In June 1988 the CMA Council, in fact, had formally decided to back off in its support for the campaign. It agreed

not to contribute additional funds to the tobacco tax initiative campaign. The CMA believes it is not in the best interest of physicians to battle the tobacco industry, which has pledged to defeat the November ballot measure with a multi-million-dollar campaign that is likely to single out physicians as personal beneficiaries of the revenues generated. Part of the revenue from the increased tobacco tax will be used for health education and to offset the uncompensated care problem. The CMA will support the initiative by providing physicians with information about the initiative through California Physician magazine and possible all-member mailings.[46] [emphasis added]


This decision was not made public at the time, however, and Jay Michael continued to press for more of the Proposition 99 monies to go into health care.

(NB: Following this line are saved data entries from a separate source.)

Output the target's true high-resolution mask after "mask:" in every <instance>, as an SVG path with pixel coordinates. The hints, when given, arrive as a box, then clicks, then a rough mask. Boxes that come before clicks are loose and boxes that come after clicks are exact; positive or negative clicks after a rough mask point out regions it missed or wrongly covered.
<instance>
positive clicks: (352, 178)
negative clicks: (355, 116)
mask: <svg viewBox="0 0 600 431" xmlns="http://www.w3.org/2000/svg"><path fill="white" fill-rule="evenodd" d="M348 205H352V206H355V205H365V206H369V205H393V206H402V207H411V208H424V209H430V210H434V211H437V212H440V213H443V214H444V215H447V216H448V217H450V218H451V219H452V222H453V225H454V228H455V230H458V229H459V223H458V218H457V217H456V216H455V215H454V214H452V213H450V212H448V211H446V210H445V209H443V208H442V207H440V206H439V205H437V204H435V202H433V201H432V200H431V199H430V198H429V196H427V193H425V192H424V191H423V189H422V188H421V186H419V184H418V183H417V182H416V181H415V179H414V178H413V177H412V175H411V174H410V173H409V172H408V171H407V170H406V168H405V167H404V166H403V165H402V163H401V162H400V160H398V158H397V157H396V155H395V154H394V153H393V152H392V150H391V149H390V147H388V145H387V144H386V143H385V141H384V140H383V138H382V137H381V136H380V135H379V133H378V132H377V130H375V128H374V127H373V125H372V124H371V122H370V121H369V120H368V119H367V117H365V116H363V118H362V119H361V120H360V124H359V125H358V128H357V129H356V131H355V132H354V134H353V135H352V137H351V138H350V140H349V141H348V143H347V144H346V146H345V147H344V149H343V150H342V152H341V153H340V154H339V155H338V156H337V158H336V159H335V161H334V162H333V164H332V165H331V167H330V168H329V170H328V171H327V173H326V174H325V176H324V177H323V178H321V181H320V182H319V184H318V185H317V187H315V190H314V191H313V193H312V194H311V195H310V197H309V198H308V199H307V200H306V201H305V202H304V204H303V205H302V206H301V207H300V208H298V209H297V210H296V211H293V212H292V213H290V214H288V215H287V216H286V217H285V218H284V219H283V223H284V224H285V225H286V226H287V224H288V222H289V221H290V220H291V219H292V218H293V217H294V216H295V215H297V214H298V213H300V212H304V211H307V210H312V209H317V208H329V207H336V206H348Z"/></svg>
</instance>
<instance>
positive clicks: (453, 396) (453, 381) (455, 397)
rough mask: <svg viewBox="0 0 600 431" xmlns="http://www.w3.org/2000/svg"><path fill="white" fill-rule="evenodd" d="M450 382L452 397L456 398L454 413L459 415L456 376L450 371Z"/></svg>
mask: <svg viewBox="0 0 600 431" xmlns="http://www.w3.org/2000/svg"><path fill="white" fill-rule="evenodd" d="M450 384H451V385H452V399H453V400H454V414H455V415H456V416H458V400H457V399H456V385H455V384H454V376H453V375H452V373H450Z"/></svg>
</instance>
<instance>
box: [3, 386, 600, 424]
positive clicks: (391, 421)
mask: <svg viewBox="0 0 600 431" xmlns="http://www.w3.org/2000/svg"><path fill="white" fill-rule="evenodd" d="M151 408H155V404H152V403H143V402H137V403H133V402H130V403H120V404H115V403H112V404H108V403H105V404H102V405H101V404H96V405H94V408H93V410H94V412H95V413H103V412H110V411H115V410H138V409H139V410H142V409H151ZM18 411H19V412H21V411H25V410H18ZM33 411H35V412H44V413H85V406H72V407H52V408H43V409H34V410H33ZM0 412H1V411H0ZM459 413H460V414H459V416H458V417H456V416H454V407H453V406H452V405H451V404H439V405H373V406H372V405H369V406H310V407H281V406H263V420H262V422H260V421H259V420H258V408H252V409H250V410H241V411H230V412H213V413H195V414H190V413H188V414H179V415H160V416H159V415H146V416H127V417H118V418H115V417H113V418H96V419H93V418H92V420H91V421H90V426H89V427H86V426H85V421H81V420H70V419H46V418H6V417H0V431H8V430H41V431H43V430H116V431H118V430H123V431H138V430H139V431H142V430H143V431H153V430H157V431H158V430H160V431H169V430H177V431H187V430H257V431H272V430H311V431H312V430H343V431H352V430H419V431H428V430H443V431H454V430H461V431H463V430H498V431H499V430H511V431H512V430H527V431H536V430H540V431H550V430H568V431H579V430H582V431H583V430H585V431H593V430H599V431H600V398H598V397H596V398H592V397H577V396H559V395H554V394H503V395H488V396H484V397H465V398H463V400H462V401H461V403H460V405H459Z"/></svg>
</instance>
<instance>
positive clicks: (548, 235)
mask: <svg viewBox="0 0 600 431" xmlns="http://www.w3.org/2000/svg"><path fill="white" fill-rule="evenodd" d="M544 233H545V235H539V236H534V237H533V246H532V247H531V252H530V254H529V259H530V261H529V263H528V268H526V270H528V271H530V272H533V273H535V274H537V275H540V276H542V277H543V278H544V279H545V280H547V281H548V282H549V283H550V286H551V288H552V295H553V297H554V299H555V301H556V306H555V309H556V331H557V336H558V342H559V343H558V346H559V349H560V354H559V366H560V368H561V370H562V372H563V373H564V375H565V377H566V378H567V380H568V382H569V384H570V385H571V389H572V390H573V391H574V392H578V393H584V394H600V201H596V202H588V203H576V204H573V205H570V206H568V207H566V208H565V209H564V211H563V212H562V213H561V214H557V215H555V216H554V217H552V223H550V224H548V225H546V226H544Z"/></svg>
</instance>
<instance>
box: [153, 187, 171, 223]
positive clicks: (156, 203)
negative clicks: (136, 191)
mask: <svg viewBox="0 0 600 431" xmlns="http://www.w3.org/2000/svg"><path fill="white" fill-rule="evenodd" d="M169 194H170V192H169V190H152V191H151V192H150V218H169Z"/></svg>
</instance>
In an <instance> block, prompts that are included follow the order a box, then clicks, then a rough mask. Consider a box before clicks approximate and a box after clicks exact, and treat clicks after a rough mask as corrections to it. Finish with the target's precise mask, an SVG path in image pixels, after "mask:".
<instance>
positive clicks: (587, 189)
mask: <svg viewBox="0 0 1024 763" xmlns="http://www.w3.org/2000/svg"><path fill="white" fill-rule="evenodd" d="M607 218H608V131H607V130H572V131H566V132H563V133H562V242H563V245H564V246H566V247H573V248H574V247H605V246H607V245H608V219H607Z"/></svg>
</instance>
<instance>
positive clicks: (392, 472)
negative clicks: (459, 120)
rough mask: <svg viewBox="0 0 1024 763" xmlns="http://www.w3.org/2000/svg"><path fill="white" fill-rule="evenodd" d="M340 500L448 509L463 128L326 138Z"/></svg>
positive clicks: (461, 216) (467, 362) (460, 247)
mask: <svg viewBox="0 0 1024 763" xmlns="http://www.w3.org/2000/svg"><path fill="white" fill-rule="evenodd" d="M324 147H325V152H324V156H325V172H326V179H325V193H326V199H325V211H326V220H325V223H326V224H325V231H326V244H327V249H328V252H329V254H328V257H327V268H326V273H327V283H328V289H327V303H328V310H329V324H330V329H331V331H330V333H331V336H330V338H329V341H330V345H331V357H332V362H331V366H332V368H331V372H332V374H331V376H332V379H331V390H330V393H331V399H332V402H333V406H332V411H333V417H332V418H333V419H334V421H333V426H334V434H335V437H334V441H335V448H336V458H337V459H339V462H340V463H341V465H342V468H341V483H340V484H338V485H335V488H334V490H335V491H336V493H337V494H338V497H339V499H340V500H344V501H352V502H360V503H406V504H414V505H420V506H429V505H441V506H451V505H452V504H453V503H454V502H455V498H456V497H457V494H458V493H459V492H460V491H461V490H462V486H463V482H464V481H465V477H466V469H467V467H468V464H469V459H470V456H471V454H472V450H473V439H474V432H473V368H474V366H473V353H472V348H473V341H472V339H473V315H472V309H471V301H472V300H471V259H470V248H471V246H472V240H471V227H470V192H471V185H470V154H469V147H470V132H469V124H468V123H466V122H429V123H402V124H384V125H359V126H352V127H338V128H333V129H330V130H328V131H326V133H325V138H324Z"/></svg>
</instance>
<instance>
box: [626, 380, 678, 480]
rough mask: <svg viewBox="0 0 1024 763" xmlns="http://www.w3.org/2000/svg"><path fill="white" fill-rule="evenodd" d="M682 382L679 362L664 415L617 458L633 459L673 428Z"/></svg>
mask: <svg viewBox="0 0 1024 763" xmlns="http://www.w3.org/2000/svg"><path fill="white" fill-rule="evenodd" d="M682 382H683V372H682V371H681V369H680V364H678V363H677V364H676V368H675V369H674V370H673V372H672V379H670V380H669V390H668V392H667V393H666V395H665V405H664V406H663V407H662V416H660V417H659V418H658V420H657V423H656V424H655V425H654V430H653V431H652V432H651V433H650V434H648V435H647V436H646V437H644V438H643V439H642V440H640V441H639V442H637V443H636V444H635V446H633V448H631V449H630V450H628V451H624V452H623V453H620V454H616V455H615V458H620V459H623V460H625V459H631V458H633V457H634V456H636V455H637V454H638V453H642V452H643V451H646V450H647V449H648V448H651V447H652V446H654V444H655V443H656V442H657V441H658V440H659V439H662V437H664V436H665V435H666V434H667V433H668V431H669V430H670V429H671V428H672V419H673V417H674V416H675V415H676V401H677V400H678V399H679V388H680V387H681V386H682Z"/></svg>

There were even official conversations about kicking the CMA out of the Coalition. According to Langness,

We talked about it in meetings. People were angry as hell. Because basically what the docs did was played an end game on us. They committed to a certain amount of funds, we based the campaign on those funds, then when we look forward to such a point where the campaign was locked in, they said, “Oh gee, sorry, we ran out of money.” They know that if we lost, it was no skin off their nose. And if we won, great! They'd get a cheap victory. I think all of us got an education in extremely cynical coalition politics at that point.[44]

The Coalition did not act on these feelings, however; the CMA remained in the coalition.